Nouvelle journée de mobilisation dans le Val d’Oise le mardi 29 mars

Dans le Val d’Oise, le calendrier des opérations de carte scolaire, c’est à dire la répartition des moyens du second degré, les fermetures de classes dans le premier degré, aura leu du 17 mars au 5 avril.

Dans différents secteurs du Val d’Oise se développent des initiatives diverses associant parents d'élèves, enseignants... pour défendre l’École publique et exiger une politique ambitieuse à tous les niveaux du système éducatif.

Après le rassemblement du 17 mars devant la Préfecture de Cergy et la manifestation à Paris du 19 mars, une nouvelle journée de mobilisation se prépare pour le 29 mars.

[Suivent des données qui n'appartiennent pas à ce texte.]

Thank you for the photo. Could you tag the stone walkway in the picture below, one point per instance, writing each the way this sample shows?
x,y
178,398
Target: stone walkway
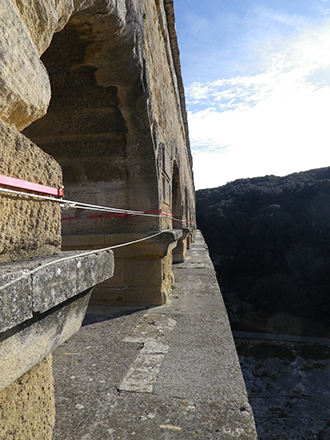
x,y
168,372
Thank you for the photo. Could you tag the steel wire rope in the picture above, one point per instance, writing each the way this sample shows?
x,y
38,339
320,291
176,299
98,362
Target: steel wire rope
x,y
71,257
68,204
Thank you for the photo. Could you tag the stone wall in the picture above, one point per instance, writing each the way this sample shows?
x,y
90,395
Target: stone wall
x,y
117,125
29,228
27,407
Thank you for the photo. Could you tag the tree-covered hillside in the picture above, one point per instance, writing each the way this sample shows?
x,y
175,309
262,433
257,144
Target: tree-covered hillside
x,y
269,238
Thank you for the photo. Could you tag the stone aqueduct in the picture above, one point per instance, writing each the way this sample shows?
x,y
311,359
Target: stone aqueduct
x,y
105,105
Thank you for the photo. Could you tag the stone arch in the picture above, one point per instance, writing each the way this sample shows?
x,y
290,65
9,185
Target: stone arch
x,y
96,126
115,106
176,205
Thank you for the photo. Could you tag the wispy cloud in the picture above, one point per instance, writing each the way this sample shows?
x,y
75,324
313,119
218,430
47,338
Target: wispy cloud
x,y
274,122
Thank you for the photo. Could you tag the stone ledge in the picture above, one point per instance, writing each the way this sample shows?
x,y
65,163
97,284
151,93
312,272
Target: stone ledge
x,y
30,287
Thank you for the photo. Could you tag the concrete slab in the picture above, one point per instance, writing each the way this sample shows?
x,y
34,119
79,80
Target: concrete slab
x,y
169,372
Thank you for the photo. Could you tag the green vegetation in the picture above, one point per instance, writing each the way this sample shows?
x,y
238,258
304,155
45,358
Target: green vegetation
x,y
269,238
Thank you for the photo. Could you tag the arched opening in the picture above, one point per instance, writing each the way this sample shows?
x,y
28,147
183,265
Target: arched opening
x,y
176,198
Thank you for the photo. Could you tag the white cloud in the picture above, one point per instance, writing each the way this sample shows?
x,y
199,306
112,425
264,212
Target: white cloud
x,y
276,122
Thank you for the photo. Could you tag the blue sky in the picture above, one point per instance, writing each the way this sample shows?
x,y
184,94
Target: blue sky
x,y
257,82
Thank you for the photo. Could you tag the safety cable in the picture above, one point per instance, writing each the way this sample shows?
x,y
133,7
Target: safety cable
x,y
70,204
71,257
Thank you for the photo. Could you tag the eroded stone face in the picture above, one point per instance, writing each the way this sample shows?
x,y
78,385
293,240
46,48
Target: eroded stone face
x,y
26,30
28,228
42,18
27,406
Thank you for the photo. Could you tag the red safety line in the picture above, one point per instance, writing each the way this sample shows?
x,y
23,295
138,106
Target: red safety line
x,y
124,215
98,216
35,187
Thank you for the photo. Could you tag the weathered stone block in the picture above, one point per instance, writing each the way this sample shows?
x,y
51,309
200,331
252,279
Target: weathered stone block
x,y
31,287
28,227
24,84
27,406
44,17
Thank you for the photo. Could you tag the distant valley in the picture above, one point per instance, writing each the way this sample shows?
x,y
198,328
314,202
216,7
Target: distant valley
x,y
269,239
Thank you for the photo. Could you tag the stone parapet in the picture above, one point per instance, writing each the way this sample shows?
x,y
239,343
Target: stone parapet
x,y
143,274
43,302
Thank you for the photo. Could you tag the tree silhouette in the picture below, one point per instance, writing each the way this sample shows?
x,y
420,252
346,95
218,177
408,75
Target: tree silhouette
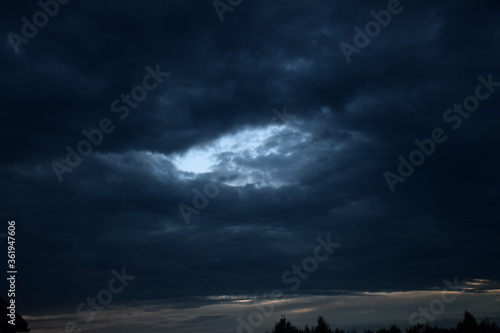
x,y
467,325
322,326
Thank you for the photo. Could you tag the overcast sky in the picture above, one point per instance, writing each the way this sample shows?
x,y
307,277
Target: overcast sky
x,y
205,147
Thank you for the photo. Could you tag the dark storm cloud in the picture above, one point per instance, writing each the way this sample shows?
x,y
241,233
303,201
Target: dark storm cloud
x,y
120,206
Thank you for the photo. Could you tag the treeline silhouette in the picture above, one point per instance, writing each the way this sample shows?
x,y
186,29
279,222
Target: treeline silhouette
x,y
467,325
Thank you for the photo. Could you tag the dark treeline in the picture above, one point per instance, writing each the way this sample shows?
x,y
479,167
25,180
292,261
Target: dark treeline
x,y
467,325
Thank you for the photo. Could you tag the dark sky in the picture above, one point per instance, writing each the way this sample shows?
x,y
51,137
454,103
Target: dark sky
x,y
290,139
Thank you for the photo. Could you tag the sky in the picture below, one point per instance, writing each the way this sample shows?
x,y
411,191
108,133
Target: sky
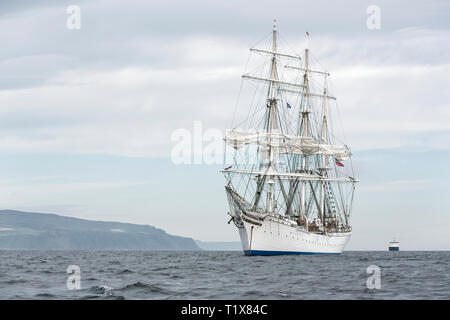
x,y
87,115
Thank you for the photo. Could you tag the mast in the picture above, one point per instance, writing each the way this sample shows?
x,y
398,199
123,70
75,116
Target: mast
x,y
324,164
304,133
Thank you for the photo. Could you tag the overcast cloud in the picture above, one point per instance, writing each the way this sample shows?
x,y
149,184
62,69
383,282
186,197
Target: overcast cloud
x,y
138,70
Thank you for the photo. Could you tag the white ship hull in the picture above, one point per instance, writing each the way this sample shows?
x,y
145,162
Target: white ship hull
x,y
277,237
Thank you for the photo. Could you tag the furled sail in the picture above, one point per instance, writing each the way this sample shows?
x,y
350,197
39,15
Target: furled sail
x,y
284,143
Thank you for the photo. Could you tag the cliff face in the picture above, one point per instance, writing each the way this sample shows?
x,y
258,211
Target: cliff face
x,y
38,231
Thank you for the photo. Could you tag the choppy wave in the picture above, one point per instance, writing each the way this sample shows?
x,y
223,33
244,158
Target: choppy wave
x,y
223,275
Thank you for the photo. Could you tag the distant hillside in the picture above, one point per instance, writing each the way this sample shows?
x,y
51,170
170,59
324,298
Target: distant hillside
x,y
38,231
219,246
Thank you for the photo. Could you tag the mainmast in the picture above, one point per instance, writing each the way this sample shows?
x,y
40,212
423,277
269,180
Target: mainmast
x,y
273,105
304,132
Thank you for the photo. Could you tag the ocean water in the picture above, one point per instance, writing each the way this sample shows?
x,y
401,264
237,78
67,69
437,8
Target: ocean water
x,y
222,275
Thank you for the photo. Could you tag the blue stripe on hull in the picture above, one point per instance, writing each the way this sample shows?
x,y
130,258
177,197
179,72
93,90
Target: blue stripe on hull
x,y
275,253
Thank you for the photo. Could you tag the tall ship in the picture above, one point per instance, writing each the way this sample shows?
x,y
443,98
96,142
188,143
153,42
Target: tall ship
x,y
289,179
394,245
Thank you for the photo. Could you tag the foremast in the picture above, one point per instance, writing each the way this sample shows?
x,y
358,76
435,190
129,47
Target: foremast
x,y
269,175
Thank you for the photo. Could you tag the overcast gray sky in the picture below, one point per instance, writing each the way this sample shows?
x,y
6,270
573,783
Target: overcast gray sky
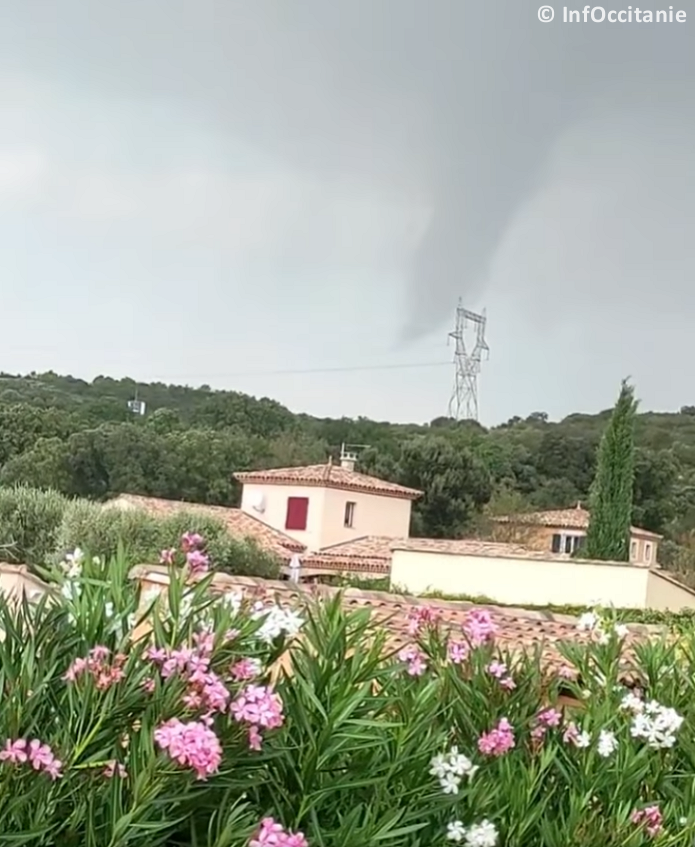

Cette journée se déclinera de façon multiforme sur chaque secteur du département et se conclura par trois rassemblements communs qui auront lieu simultanément à partir de 17h30 à :

- Argenteuil : devant la Sous-Préfecture

- Cergy : sur le Parvis de la Préfecture

- Sarcelles : devant la Sous-Préfecture

Les parents, les enseignants et tous ceux qui sont attachés à une École de la réussite sont appelés à participer à ces rassemblements et à engager lors de cette journée des actions communes au plus près des écoles, collèges et lycées de leur secteur.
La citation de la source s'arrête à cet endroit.